26). Esta sentença teve lugar no ano 722 a.C., e se conhece como o desterro
assírio das dez tribos. Em segundo lugar, o significado pleno deste juízo
nacional chega a compreender-se só quando se vê este acontecimento como um tipo
ou prefiguração do juízo cósmico de Deus ao fim da história sobre todas as nações
que se rebelem contra Deus.
Amós apontou ao juízo final de Deus quando se referiu aos
sinais cósmicos: "Farei que fique o sol ao meio dia, e cobrirei de trevas
a terra no dia claro" (Amós 8:9), e: "Não se estremecerá por isso a
terra, e fará luto tudo o que nela habita? (v. 8, BJ). Escuridão repentina ao
meio-dia ou um terremoto catastrófico podem ser mais que um desastre natural. O
fogo apocalíptico consumirá a terra e o mar (7:4) e levará a seu fim a história
de Israel!
Na escatologia (a ordem dos acontecimentos finais) que
apresenta Amós, o dia do Senhor seria um juízo iminente sobre Israel a mãos de
seu inimigo nacional: Assíria (no 722 a.C.). Mas Amós anunciou uma catástrofe
ulterior, na qual Deus julgará a uma sociedade mundial apóstata e libertará a
seus fiéis em todas as nações. A esta relação do juízo local iminente e do
juízo mundial do tempo do fim chamamos "conexão tipológica". Ambos os
juízos procedem do mesmo Deus, mas o juízo sobre a nação é um tipo ou modelo
profético que garante que Deus julgará finalmente a todo mundo pelos mesmos
princípios morais. Só mediante sua retribuição final se cumprirá completamente
o propósito redentor de Deus para esta terra. O tipo histórico pode ser local e
incompleto, mas o antítipo escatológico será universal e completo em seus
resultados.
Sofonías: O duplo foco do juízo de Deus em Amós também o
descrevem graficamente os outros profetas. Em geral se considera que Sofonías é
o profeta mais grandioso que fala do juízo de Deus. Inclusive começa seu
pequeno livro com uma admoestação da destruição universal vindoura:
"De fato, consumirei todas as coisas sobre a face da
terra, diz o Senhor. Consumirei os homens e os animais, consumirei as aves do
céu, e os peixes do mar, e as ofensas com os perversos; e exterminarei os
homens de sobre a face da terra, diz o Senhor" (Sof. 1:2, 3).
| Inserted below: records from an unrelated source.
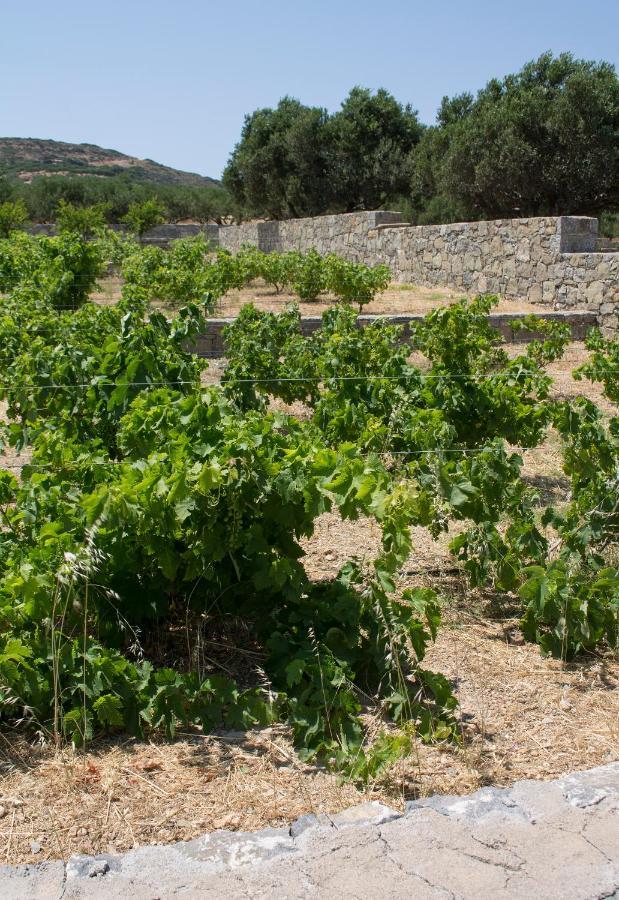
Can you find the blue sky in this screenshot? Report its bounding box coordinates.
[0,0,619,177]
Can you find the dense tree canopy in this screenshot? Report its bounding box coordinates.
[412,53,619,218]
[223,87,422,218]
[223,97,330,219]
[0,53,619,234]
[0,175,239,222]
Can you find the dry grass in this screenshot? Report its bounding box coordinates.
[0,328,619,863]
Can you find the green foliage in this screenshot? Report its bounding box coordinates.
[223,87,422,219]
[0,232,102,309]
[56,199,108,238]
[324,253,391,311]
[0,200,28,239]
[412,53,619,221]
[0,284,455,777]
[520,557,619,659]
[121,198,165,237]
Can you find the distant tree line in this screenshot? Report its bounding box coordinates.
[0,175,241,223]
[223,53,619,230]
[0,53,619,234]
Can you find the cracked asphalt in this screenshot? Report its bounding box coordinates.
[0,763,619,900]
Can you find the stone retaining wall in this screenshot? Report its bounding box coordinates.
[219,211,619,335]
[25,211,619,335]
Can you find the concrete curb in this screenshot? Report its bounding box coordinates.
[0,763,619,900]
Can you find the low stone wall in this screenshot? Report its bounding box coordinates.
[188,310,597,358]
[25,211,619,335]
[219,211,619,335]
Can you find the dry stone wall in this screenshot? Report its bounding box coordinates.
[219,211,619,334]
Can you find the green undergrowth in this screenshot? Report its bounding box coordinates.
[0,233,619,780]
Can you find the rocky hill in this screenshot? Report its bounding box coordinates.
[0,137,219,187]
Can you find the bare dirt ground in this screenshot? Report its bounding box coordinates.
[93,277,540,318]
[0,328,619,863]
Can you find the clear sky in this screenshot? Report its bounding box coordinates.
[0,0,619,177]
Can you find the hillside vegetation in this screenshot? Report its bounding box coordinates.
[0,137,219,187]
Assim como Amós, Sofonías contempla o futuro histórico
imediato contra o fundo do juízo final, porque é o mesmo Deus o que visita
Israel e o mundo para juízo e salvação. A mensagem principal é que Deus atua,
não a duração do período de tempo entre os juízos.
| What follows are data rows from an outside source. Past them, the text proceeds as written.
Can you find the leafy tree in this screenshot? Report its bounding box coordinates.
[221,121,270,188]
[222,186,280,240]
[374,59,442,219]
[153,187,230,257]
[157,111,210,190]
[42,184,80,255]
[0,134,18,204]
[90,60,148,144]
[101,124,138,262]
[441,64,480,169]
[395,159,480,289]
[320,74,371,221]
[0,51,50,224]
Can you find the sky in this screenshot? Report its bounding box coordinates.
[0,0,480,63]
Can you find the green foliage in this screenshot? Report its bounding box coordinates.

Joel: O profeta Joel estruturou sua perspectiva profética de
forma tal que uma praga histórica de lagostas (1:4-12) serve como um tipo
profético do juízo escatológico de todo o mundo, que é seu antitipo (2:10, 11;
3:11-15). A história local e a escatologia do tempo do fim estão tão mescladas
entre si que não podem ser completamente separadas na descrição profética. O
presente corresponde ao futuro porque é o mesmo Deus quem vem agora e no
futuro. Este é a mensagem principal do Antigo Testamento. O propósito moral de
cada anúncio de um juízo de Deus é levar a seu povo a caminhar em harmonia com
sua vontade redentora no presente. O objetivo final da profecia não é a
catástrofe e a destruição, a não ser uma nova criação e a restauração do
paraíso perdido na terra.
Isaías: Um exemplo de como o juízo de Deus sobre um
arquiinimigo histórico do Israel e seu juízo final do mundo estão intimamente
misturas, como se ambos fossem um só dia do Senhor, encontra-se no Isaías 13.
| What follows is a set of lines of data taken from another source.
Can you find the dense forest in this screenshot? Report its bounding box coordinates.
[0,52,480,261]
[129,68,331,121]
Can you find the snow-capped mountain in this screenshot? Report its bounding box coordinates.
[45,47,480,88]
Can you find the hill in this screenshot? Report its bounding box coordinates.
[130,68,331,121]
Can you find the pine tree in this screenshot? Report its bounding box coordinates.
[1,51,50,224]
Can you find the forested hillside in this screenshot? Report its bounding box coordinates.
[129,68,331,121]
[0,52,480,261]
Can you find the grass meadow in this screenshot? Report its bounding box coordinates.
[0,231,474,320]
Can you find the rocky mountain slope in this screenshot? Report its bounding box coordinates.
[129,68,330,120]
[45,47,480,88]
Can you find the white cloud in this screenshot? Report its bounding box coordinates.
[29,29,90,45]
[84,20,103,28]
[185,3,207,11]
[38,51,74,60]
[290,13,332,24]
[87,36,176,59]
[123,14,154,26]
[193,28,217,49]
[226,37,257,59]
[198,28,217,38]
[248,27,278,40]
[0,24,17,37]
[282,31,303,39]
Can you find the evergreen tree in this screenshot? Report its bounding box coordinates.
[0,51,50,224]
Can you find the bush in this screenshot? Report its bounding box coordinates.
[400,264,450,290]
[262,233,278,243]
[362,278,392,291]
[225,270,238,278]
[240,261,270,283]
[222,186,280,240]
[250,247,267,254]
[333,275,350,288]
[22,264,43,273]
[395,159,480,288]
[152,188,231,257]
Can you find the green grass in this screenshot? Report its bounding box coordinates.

Isaías anuncia a iminente queda do Império Neobabilónico às mãos dos medos:
" Uivai, pois está perto o Dia do SENHOR; vem do Todo-Poderoso... Eis que
eu despertarei contra eles os medos" (Isa. 13:6, 17). Neste oráculo
profético de guerra, Deus atuará logo como o guerreiro divino para liberar a seu
povo oprimido: "O Senhor dos exércitos revista seu exército para o
combate" (v. 4, NBE). O resultado será a destruição: "Babilónia, a
jóia dos reinos, glória e orgulho dos caldeus, será como Sodoma e Gomorra,
quando Deus as transtornou. Nunca jamais será habitada, ninguém morará nela de
geração em geração" (vs. 19, 20).
Depois, o profeta acrescenta a dimensão cósmica do dia
apocalíptico do Senhor: "As estrelas dos céus e seus luzeiros não darão
sua luz; e o sol se obscurecerá ao nascer, e a lua não dará seu
resplendor" (V. 10). Deus castigará "ao mundo por sua maldade, e aos
ímpios por sua iniquidade" (V. 11). Deus fará "estremecer os céus, e
a terra se moverá de seu lugar... no dia do ardor de sua ira" (V. 13).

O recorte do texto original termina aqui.